Na altura com 25 anos, o radialista conta à TSF que “foi um momento inesquecível” da sua vida: “Senti uma grande responsabilidade. Tinha de cumprir aquilo que me tinha sido solicitado e que tinha ficado combinado.”
A missão tinha-lhe sido confiada dois dias antes pelo então capitão da Força Aérea, Costa Martins, mas o primeiro encontro, à saída dos estúdios do Rádio Clube Português, outro espaço no qual João Paulo trabalhava, não correu bem. O militar aliciou-o a ir ao carro que tinha trazido, sobre o pretexto de ver uns novos discos que tinha trazido de Israel. O jovem radialista aceitou, mas desconfiado.
“Entrei no carro dele, mas deixei a porta aberta e a perna direita de fora. Foi aí que me disse que precisava que desse um sinal na rádio”, lembra João Paulo Diniz, referindo que Costa Martins explicou-lhe que o objetivo seria “fazer um Golpe de Estado, instaurar uma democracia e acabar com a Guerra Colonial”.
João Paulo Diniz insinuou depois que o militar seria da PIDE e, por segurança, recusou inicialmente o convite para participar no golpe. Costa Martins insistiu e, perante a estranheza do radialista, sugeriu um segundo encontro, mas com Otelo Saraiva de Carvalho, o estratega da operação, que João Paulo Diniz tinha conhecido na Guiné, quando lá esteve na Guerra Colonial.
“Ele precisava que transmitisse uma cantiga do Zeca Afonso. E eu disse-lhe que não fazia sentido, porque o Zeca estava proibidíssimo. Foi então que sugeri uma cantiga que não levantava suspeitas e que passava muitas vezes na rádio: o Paulo de Carvalho com ‘E Depois do Adeus’”, lembra João Paulo Diniz.
Foi também numa conversa com Otelo Saraiva de Carvalho, na casa do “cérebro do golpe” em Oeiras, que o jovem capitão Joaquim Correia Bernardo, soube da senha que iria ouvir na noite de 24 de abril: “Cheguei cinco minutos antes de ir para o ar. Fazia questão de a ouvir e, por isso, quando cheguei ao posto de comando, a senha apareceu três ou quatro minutos depois.”
Correia Bernardo ficou responsável pela segurança da Escola Prática de Cavalaria de Santarém (EPC) e, à semelhança de Salgueiro Maia, foi um dos capitães que escutou a senha, tal como quem poderia travar o que estava em curso.
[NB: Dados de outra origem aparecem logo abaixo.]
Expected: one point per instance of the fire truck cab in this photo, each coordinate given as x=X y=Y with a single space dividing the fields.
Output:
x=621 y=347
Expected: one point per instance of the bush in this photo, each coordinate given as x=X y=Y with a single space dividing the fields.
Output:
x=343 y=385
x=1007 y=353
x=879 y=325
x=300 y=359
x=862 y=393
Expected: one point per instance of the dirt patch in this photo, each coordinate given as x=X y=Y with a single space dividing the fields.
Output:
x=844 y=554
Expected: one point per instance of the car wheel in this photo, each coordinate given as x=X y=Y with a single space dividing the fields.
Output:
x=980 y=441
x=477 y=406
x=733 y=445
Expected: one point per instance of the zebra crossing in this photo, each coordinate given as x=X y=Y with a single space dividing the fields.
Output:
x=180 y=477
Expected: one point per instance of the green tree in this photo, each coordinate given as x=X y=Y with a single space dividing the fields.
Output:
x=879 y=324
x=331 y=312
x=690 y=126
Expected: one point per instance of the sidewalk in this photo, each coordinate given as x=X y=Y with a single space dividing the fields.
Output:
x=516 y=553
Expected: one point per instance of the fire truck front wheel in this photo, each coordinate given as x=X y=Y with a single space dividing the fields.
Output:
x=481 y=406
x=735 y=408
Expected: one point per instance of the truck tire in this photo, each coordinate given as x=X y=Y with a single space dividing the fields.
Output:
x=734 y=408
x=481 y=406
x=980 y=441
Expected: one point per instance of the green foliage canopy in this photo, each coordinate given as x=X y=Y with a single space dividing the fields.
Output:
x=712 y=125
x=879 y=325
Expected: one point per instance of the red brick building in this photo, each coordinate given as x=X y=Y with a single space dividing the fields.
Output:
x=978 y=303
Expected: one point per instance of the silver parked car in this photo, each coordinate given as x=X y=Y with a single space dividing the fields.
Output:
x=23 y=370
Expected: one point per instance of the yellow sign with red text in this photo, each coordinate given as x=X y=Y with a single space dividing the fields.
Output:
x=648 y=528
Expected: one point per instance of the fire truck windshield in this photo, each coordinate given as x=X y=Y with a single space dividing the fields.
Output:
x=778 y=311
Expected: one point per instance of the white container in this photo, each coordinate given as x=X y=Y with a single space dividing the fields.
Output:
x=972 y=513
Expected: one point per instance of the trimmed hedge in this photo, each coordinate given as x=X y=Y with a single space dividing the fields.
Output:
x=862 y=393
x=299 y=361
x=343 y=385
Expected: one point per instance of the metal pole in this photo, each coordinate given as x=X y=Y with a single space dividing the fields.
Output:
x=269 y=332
“Um dos capitães, ligados ao movimento, convidou o comandante [do quartel] a ir jantar a casa dele, isto porque precisávamos que não estivesse presente para a operação arrancar. Ligou depois a rádio, durante o jantar, e trouxe-o para a EPC para ser detido depois. O comandante não fazia a mínima ideia do que se estava a passar. A comer o seu bife com batatas fritas não se apercebeu daquilo”, recorda, entre risos, o agora Coronel.
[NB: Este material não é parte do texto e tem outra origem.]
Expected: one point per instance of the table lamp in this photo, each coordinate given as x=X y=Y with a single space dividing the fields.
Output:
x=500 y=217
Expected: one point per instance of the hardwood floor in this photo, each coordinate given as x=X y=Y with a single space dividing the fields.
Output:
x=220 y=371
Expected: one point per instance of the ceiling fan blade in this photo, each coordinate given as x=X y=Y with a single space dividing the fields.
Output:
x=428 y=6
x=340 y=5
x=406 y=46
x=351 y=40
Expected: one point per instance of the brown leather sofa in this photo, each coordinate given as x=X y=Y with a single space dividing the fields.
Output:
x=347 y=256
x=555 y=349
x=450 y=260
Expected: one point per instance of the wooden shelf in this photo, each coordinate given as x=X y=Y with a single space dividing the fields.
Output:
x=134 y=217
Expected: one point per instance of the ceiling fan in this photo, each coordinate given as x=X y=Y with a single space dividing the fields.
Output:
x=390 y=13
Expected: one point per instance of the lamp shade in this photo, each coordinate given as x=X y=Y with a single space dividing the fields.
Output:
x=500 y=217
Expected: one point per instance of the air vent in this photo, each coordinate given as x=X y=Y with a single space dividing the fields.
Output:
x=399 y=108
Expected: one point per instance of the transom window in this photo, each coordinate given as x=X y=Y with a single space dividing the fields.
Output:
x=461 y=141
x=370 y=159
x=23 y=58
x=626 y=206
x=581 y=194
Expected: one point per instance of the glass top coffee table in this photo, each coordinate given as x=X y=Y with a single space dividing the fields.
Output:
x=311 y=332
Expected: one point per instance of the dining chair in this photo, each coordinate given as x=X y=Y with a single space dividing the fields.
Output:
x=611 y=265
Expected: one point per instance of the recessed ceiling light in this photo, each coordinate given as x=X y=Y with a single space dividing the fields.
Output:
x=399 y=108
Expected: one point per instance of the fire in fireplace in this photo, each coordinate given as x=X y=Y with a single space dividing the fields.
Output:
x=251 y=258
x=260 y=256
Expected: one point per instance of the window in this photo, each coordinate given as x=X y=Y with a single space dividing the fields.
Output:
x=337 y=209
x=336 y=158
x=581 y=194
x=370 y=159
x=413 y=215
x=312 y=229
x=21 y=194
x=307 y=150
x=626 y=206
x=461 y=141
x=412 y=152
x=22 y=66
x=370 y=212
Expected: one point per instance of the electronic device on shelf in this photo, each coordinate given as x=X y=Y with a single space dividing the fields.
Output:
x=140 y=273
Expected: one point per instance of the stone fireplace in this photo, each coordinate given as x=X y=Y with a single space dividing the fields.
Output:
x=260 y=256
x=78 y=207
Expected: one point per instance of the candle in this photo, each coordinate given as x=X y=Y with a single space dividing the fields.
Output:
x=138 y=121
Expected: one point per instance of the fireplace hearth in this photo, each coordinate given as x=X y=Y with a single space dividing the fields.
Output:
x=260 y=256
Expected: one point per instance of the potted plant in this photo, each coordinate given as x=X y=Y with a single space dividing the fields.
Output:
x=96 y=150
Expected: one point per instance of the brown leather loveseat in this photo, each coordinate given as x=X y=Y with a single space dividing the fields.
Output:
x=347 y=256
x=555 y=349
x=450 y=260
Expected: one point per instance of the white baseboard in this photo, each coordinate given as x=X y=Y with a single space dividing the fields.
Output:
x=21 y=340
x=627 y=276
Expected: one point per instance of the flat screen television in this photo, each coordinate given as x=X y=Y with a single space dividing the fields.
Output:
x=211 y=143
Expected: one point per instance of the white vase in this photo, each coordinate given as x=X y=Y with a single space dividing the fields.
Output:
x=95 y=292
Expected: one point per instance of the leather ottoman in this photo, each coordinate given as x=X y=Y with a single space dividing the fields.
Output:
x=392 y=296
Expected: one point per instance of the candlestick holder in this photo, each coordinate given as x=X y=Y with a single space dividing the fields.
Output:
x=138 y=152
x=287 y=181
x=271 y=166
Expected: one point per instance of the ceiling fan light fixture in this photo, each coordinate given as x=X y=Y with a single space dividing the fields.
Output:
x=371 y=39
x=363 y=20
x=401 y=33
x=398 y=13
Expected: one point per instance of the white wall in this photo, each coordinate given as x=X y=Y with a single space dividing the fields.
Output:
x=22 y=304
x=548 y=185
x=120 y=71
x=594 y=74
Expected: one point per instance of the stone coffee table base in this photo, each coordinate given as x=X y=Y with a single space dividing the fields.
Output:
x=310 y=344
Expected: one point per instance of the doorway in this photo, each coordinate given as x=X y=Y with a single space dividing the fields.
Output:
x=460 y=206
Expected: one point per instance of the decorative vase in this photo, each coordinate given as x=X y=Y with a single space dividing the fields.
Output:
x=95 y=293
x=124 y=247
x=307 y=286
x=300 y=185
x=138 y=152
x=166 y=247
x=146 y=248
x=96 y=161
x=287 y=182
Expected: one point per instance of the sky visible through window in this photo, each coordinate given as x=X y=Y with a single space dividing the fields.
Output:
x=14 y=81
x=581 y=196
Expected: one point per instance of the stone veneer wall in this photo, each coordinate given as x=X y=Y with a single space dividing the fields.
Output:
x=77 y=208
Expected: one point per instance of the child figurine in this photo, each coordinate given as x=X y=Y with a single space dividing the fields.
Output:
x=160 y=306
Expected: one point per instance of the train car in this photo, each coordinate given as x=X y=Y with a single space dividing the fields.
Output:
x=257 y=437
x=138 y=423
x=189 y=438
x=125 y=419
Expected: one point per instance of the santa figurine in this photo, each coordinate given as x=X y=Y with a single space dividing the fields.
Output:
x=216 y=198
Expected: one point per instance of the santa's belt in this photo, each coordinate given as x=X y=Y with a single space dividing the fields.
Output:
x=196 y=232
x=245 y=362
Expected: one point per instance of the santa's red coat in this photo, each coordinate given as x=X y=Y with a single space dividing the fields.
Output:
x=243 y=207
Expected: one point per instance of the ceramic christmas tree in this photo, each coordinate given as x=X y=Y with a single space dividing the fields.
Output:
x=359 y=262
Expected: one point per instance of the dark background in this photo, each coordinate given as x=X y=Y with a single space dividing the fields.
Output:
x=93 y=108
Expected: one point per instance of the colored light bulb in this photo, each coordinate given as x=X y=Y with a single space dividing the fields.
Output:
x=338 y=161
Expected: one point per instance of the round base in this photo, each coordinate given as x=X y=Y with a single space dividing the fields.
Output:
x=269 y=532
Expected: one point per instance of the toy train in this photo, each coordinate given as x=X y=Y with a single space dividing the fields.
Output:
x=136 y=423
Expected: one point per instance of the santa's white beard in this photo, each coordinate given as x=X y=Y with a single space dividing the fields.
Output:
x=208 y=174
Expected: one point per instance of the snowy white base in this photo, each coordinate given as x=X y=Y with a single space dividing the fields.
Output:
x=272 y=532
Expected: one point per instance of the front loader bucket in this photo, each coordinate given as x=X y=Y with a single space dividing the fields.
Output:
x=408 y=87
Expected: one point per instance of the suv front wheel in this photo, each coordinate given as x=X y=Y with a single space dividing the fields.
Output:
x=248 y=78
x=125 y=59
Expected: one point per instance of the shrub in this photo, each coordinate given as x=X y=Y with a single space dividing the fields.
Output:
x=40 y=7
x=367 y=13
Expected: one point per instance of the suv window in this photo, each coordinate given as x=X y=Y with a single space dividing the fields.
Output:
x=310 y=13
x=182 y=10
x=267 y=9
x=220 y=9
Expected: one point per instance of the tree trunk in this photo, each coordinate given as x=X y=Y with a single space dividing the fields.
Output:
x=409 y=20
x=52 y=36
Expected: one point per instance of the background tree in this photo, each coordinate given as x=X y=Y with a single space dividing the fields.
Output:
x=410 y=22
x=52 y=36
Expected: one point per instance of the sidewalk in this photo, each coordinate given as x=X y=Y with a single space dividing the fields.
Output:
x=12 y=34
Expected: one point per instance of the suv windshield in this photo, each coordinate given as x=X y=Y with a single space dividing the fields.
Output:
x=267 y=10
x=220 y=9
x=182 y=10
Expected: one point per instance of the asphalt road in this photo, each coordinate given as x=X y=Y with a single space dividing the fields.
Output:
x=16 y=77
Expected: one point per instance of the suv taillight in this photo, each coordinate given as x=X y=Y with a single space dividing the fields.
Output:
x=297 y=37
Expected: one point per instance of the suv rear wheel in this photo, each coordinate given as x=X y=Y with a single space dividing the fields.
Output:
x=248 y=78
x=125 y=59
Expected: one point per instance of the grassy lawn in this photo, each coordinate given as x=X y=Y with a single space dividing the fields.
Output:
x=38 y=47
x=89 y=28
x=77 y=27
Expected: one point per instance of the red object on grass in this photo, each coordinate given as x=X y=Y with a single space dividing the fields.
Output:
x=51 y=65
Certo é que assim que ouviram o sinal na rádio, as tropas movimentaram-se no maior dos silêncios, mas ainda houve tempo para euforia: “Houve abraços. Aquilo [a senha] foi um aquecimento interior. Foi aquele copo de vinho do Porto que bebemos e aquece por dentro. A primeira senha marcou-nos profundamente.”
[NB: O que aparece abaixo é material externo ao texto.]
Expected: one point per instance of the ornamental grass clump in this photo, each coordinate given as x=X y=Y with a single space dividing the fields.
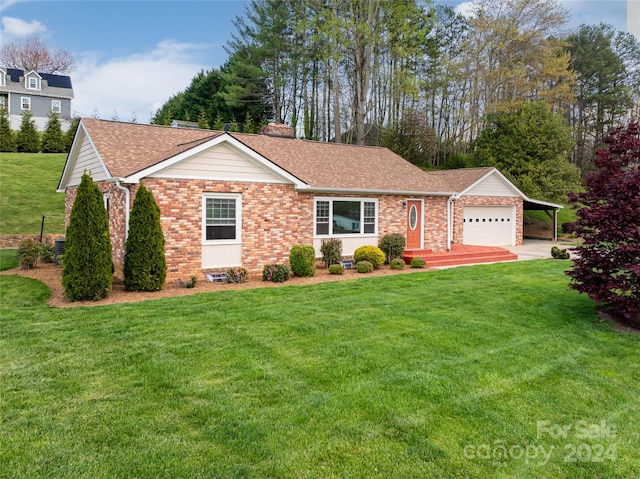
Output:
x=302 y=260
x=372 y=254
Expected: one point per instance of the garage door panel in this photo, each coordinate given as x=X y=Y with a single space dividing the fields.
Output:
x=489 y=225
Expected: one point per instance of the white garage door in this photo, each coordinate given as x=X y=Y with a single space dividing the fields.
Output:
x=489 y=225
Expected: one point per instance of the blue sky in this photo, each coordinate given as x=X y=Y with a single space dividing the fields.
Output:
x=132 y=55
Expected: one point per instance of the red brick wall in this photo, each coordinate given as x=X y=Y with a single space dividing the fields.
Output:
x=458 y=212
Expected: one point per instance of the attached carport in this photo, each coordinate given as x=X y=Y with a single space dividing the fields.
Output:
x=550 y=209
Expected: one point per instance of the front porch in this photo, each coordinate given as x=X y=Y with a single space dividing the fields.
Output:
x=460 y=255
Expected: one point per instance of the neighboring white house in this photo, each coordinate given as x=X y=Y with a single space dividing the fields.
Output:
x=36 y=92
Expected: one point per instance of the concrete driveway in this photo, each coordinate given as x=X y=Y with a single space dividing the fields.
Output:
x=536 y=249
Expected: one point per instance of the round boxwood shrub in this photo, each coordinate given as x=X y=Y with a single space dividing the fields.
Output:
x=397 y=263
x=336 y=269
x=364 y=266
x=418 y=263
x=393 y=246
x=302 y=260
x=331 y=250
x=372 y=254
x=278 y=273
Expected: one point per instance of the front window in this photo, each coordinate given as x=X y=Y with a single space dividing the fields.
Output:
x=222 y=218
x=345 y=216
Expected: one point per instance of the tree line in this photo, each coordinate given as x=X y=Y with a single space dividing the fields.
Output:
x=391 y=71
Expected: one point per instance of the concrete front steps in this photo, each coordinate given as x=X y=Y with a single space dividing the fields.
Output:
x=459 y=255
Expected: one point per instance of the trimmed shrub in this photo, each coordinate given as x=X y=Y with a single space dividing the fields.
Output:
x=28 y=253
x=364 y=266
x=418 y=263
x=237 y=275
x=558 y=253
x=336 y=269
x=372 y=254
x=278 y=273
x=397 y=263
x=331 y=250
x=302 y=260
x=88 y=268
x=46 y=253
x=145 y=266
x=393 y=246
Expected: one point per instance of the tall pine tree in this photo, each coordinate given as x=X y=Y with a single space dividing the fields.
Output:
x=145 y=266
x=88 y=268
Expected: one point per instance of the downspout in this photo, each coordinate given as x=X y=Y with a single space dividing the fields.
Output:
x=127 y=195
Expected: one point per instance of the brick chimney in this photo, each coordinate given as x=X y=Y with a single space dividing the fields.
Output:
x=278 y=129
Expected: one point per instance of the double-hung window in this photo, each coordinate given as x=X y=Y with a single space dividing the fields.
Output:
x=222 y=218
x=345 y=216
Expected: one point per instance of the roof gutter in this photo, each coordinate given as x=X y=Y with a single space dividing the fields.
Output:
x=361 y=191
x=127 y=204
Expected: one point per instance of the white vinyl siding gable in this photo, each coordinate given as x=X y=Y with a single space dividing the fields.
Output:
x=492 y=185
x=220 y=162
x=89 y=161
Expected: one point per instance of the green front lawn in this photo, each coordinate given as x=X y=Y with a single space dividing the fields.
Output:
x=28 y=183
x=418 y=375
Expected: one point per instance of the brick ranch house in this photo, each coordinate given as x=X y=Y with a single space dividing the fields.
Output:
x=233 y=199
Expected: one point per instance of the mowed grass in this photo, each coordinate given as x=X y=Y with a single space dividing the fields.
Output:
x=408 y=376
x=28 y=183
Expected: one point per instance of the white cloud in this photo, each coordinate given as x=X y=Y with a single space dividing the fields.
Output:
x=16 y=27
x=139 y=83
x=466 y=9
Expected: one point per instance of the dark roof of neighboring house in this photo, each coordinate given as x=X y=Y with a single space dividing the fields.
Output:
x=128 y=148
x=57 y=81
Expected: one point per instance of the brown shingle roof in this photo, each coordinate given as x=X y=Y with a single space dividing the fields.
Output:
x=130 y=147
x=127 y=148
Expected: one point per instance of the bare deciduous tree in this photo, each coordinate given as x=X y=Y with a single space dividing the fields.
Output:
x=33 y=54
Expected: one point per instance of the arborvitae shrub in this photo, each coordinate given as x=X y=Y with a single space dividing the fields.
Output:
x=27 y=139
x=7 y=136
x=372 y=254
x=28 y=253
x=278 y=273
x=145 y=266
x=302 y=260
x=331 y=250
x=53 y=140
x=397 y=263
x=336 y=269
x=364 y=266
x=88 y=268
x=418 y=263
x=393 y=246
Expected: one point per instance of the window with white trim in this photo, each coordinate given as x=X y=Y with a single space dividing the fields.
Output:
x=222 y=217
x=345 y=216
x=32 y=83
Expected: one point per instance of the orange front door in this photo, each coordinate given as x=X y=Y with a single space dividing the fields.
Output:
x=414 y=224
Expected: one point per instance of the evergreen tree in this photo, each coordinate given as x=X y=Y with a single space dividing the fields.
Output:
x=53 y=139
x=145 y=266
x=7 y=137
x=28 y=141
x=88 y=267
x=71 y=133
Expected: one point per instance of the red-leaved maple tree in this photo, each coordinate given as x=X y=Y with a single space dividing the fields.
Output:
x=608 y=265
Do outro lado da antena, João Paulo Diniz assumia a responsabilidade, com a consciência de que o que tinha sido combinado podia ter corrido mal: “O Otelo tinha-me disto que isto ia correr bem, ao que respondi: ‘E se correr mal?’. Disse-me logo a seguir: ‘Vai correr bem, mas se correr mal é simples, nós somos militares vamos presos para o Forte da Trafaria, tu és civil, vais preso para o Forte de Caxias. Respondi: ‘Ok, boa sorte’.” A frase foi premonitória, já que a sorte esteve mesmo do lado dos revoltosos.